In May 2021, Donald Metzler, a researcher at Google, published the paper Rethinking Search: Making Experts out of Dilettantes. In his research, he presents the need to change how search engines answer queries, especially long-form questions, by collapsing the time-tested index-retrieve-rank part of Google’s algorithm into a unified model.


So what do that spell for SEO, Google’s ranking factor, and other things? Here are the changes that you need to watch out for: 

Understand Information In Different Formats

For one, MUM is capable of reading, analysing, and understanding all forms of content available on the internet. What this means for your SEO strategy is that it is no longer just textual content like articles and blogs but also images, video, and audio content. 

Search Results Will Be Richer With Multi-Modal Content

This leads to two: Articles are not the only things that will pop up on the first page for SERP. Google will analyse images, videos, podcasts, and other content to only share the relevant information that effectively answers a query.

This presents a great opportunity for your SEO and, generally, your marketing campaign as well. You do not need to heavily rely on the text-based content you publish on your website to get first-page results. Other forms of content you produce, even on other platforms, will also come into play.

Google May Look Beyond Keywords

Google’s MUM as a search ranking factor will have a big effect on our use of keywords. This means it is not as important anymore and will only play a small role in your SEO strategy.

MUM is a lot better at comprehending search intent and queries compared to its predecessor. As a result, it will not heavily rely on keywords. It is capable of analysing and understanding the contents available on the internet and retrieving only the relevant information that will answer the question. 

For your SEO strategy, this might not have a big impact. It is likely you will still use keywords. However, the main focus will be more on producing high-quality content that directly and effectively answers queries. That said, renewed efforts in producing content to answer long-form questions should be worth considering.

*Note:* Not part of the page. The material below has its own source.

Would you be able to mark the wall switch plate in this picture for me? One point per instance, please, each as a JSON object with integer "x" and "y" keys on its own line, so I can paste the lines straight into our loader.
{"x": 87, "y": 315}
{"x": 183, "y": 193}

Produce Predictive Answers

Google will get better at understanding web users’ intent. It means that web users will need less time to ask a series of queries, and the answers they get will be more insightful, showing a tailor-made results page of both the direct response and only the most helpful content.

On one hand, it will be vastly convenient for web users. However, on the other hand, rich results might potentially impact your SEO strategy and your website’s click-through rate. That said, SERP features like featured snippets and the “People Also Ask” portion will prove helpful in this regard.

Integrate Various Sources Into One

Basically, MUM will integrate multiple answers from various sources into one insightful prose. This will be helpful for long-form queries since the result will have the relevant points in a summarised form.

Bridge Language Barriers

Another thing you need to look forward to is that Google’s new algorithm is multilingual. In fact, MUM can understand and interpret 75 languages. This bridges the biggest dilemma for non-English speaking web users and for foreign brands’ SEO content that is not adapted for multilingualism.

Content Can Reach A Much Wider Audience

All in all, the content you produce and publish will have a broader reach for web users around the world. This is because content that was not available before can be translated and will be made available in insightful rich search results.

Adapt Your SEO Campaign To Change

MUM as a ranking factor will impact SEO and SERP.  

That said, it does not mean you have to completely change your SEO strategy—but you will need to update it. In fact, the new algorithm just underlines the importance of the quality of the content you produce such as text, images, video, and audio content. This is the best way to ensure your website is still visible to web users. 

Another thing to look into is to make sure your website is SEO optimised. This includes looking into the schema of your web pages, particularly the products and service pages, and blog pages. You should also check the technical aspects of SEO to maintain the performance of your website.